Горы… После Форпоста он не ждал увидеть большего великолепия, чем торжественность и величавость крутых утесов перевала Кайдана. А теперь вот стоял и смотрел. И сердце билось у самого горла. И колени норовили согнуться, сливаясь с землей…
Честь и слава Кователю, сотворившему эти бастионы! эти контрфорсы! эти башни и арки! эти пилоны, колоннады, латерны! Честь и слава! Слава вовеки! Хей!!!
Взгляд, восторженно блуждавший по вершинам, скользнул к подножию…
И новая порция священного трепета — волной мурашек по спине.
Потому что коснулась его небывалая синь, проникла в глаза, пропитала сердце. Озноб ударил и отпрянул, и снова стало возможным набрать полную грудь воздуха, такого же синего, как осколок неба под ногами.
Озеро. Дивной красоты, правильной формы слеза. Камень из ожерелья Проклятого Дома… Возрождающая синь надежды…
Чудное зеркало, не отражающее горных кряжей. Только легкая рябь морщинит стекло. Только чуть видимый пар колышется над смутной зыбью, словно ветер гонит облака…
Несколько отдышавшись, король дернулся от более прозаичного чувства, ощупывая заросший подбородок.
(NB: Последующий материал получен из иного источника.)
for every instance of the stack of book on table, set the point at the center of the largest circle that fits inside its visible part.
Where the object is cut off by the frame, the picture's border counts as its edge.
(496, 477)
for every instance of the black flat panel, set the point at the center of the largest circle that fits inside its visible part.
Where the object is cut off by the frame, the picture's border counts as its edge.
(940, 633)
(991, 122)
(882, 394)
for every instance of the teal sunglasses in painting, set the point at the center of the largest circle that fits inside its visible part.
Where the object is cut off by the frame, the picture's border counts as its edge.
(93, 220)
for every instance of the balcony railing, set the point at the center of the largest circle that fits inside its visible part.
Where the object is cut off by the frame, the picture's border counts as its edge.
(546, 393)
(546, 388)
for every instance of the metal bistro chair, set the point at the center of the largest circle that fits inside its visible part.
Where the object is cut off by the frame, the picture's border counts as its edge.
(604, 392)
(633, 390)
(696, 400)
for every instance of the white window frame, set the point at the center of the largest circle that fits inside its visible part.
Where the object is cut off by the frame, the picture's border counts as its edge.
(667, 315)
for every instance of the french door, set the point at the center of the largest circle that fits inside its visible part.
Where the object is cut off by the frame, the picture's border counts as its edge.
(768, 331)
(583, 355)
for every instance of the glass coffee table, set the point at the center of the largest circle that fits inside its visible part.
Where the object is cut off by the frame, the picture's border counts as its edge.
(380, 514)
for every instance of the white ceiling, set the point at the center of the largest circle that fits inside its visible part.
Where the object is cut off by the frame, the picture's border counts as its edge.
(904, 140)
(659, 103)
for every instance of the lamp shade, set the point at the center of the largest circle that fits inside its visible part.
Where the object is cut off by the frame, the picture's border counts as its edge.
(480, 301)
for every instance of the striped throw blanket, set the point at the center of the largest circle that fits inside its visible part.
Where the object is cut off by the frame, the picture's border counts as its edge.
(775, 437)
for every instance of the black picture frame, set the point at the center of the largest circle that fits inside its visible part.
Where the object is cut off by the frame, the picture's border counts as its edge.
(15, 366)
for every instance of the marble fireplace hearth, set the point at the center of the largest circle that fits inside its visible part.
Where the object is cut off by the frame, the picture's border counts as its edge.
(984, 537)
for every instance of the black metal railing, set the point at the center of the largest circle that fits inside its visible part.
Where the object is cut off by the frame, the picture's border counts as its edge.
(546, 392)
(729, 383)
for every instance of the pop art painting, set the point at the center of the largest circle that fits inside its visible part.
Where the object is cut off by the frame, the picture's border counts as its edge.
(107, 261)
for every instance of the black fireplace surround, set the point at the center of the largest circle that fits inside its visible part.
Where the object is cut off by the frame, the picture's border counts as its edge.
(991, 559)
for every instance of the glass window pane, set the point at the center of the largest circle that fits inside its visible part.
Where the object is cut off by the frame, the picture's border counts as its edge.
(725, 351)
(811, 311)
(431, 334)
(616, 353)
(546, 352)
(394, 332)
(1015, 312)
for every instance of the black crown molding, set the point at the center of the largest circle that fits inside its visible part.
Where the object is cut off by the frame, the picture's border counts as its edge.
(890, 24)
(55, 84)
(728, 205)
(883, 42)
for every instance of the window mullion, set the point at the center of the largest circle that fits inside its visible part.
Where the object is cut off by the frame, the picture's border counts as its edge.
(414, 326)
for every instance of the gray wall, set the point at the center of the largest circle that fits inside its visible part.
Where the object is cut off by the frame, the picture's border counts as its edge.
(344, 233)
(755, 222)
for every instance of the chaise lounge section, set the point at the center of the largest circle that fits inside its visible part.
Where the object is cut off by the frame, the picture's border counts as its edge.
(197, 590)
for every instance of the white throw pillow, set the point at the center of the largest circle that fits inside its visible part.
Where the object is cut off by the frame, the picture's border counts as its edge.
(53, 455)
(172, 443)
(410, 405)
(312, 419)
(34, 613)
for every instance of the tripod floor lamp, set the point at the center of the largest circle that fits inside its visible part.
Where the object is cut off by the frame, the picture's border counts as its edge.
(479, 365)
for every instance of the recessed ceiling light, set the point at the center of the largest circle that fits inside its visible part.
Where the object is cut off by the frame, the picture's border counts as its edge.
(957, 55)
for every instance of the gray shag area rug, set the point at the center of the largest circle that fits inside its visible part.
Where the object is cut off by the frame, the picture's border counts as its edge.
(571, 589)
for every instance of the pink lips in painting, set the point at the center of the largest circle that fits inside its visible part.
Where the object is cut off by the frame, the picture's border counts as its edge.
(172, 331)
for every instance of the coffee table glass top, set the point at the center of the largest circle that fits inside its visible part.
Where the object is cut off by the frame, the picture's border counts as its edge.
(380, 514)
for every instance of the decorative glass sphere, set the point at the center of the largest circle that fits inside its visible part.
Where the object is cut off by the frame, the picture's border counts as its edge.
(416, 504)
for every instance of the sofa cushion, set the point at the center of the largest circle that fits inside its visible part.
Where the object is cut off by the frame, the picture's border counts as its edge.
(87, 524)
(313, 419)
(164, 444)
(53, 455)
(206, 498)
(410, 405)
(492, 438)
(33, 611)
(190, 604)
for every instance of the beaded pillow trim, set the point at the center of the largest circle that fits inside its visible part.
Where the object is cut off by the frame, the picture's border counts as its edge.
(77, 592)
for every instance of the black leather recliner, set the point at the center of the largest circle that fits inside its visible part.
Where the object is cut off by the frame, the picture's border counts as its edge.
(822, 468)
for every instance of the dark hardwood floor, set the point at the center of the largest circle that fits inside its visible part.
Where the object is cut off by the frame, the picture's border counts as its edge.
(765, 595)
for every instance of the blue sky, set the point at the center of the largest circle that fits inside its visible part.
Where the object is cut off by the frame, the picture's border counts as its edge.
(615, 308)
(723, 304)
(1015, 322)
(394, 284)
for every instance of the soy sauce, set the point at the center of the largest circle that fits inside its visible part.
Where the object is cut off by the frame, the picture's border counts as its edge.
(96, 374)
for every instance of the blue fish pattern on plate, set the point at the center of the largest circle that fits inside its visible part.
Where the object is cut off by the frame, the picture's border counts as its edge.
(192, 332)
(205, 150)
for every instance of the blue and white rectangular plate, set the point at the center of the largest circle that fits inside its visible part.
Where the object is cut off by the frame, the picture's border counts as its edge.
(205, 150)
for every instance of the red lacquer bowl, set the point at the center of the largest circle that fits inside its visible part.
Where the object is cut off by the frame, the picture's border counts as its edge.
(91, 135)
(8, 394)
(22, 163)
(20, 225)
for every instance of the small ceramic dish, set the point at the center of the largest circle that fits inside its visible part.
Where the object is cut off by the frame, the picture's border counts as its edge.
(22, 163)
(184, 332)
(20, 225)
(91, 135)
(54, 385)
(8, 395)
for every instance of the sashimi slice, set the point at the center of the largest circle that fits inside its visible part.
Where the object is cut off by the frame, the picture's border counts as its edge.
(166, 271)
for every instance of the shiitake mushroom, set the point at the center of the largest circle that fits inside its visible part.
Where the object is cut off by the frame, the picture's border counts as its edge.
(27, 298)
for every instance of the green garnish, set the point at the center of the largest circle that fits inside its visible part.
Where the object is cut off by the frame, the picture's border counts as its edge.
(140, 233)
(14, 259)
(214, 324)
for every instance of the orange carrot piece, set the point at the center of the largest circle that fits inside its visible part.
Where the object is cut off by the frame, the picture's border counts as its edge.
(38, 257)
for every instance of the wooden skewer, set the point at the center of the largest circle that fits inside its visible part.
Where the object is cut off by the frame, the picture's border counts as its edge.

Сочетание слов «зеркало» и «вода» вызвало вполне законные ассоциации. И не до конца отмытое от въедливой болотной слизи тело громогласно затребовало внимания.
С победным кличем, спугнувшим священную тишину, Денхольм устремился вниз по дороге, к озеру. И завис в полууарде от земной тверди, подобно нашкодившему щенку.
Среди тщетных попыток вывернуться из цепких пальцев проводника король прихватил взглядом шута, так же забавно и беспомощно болтавшегося в другой руке. И сразу перестал барахтаться, вслушиваясь в мерный, чуть слышный речитатив ставшего непривычно торжественным старика:
— …они называют эти девять озер Наурогри — Следы Кователя — и чтят как величайшую святыню своего народа. Долгая и мучительная смерть ждет любого, хоть в мыслях осквернившего их вечно теплые воды… Стойте и смотрите, не каждому из смертных дано увидеть кисею тумана над священными волнами.
Сильные жилистые руки наконец поставили их на землю, но правая ладонь чуть обняла плечо короля, а левая — притянула Санди. И королю стало легко и покойно под защитой этих тонких, больше похожих на сучья высохшего дерева, рук. И радостно оттого, что стоят они трое — единым существом, и нет между ними преграды…
Так они и простояли до тех пор, пока солнце не преодолело какой-то одному ему ведомый заслон и не коснулось синей воды. Озеро вспыхнуло ослепительно яркой искрой, а когда зрение вернулось в воспаленные глаза — ни ряби, ни тумана на его поверхности уже не было.
— Гномы чтили Великого Мечника, — тихо пояснил Эйви-Эйви, — они считали его своим. Настолько своим, что позволили построить дом неподалеку от Наурогри и дорогу до него проложили. Воистину блажен тот, в чьей власти каждый день любоваться небесными водами озера!